La urgencia social no debería cerrar en falso el debate del día después. Pelear por cada mejora cotidiana es casi una exigencia para evitar el envilecimiento y la pulverización de amplios sectores sociales, pero la economía política tiene sus lógicas implacables. Marx, en el Manifiesto Comunista, decía que el capital “se asemeja al mago que ya no es capaz de dominar las potencias infernales que ha desencadenado con sus conjuros”. En la nueva situación las fuerzas del mal pueden aprovechar para imponer sus opciones ultraliberales, autoritarias y ecofascistas. Estemos alerta. Durante los próximos años, nos jugamos no solo el futuro de la izquierda –que es quizás lo menos importante– si no el de nuestras sociedades.

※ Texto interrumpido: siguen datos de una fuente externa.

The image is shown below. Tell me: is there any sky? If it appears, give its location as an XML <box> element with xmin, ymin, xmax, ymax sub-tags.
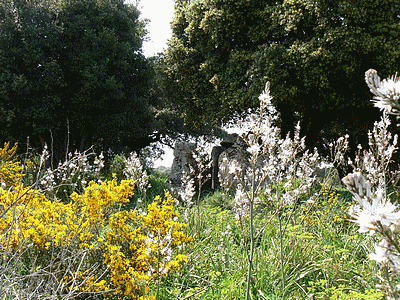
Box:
<box><xmin>138</xmin><ymin>0</ymin><xmax>174</xmax><ymax>57</ymax></box>
<box><xmin>138</xmin><ymin>0</ymin><xmax>174</xmax><ymax>168</ymax></box>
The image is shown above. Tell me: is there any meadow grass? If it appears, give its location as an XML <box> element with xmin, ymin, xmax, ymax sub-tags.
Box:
<box><xmin>151</xmin><ymin>184</ymin><xmax>383</xmax><ymax>299</ymax></box>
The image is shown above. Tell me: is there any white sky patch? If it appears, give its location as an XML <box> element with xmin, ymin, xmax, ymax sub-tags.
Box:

El mercado y el capital nos trajeron al borde del abismo, atrevámonos a tomar las palas para enterrarlo. Necesitamos empresas públicas y sociales en los sectores estratégicos de la economía, comenzando por la banca, la energía y las industrias farmacéutica y biosanitaria, y un tejido productivo y reproductivo ambientalmente sostenible, de cercanía, y que posibilite la autosuficiencia de las comunidades y la cooperación internacional sin la rémora de la deuda. Solo así podremos hacer frente a los retos del siglo XXI: el cambio climático y la desigualdad social.
Ello pone sobre la mesa la cuestión de la planificación democrática jamás experimentada, entre otras cosas, para afrontar una reconstrucción económica justa y feminista, en países que, el día después del confinamiento, se encontrarán con millones de personas desempleadas. Sabemos que en última instancia, la única solución es el surgimiento de algún tipo de (eco) socialismo democrático; podríamos ir empezando por colocar en el centro de la propuesta postcrisis el reparto de los trabajos, la socialización de los beneficios privados y la garantía de renta y vivienda para todo el mundo.
El revolucionario Víctor Serge advirtió de que las medianoches de la historia se caracterizan por una gran parálisis social. Por ello, a corto plazo (y para preparar el futuro) la mejor propuesta es asóciense, no sean espectadores pasivos, tomen el presente y su futuro en sus manos. Dónde sea y con quién sea, pero respondan al ciclo objetivo del capitalismo con un rabioso subjetivismo que nos permita enfrentar con alguna posibilidad la medianoche de nuestro siglo.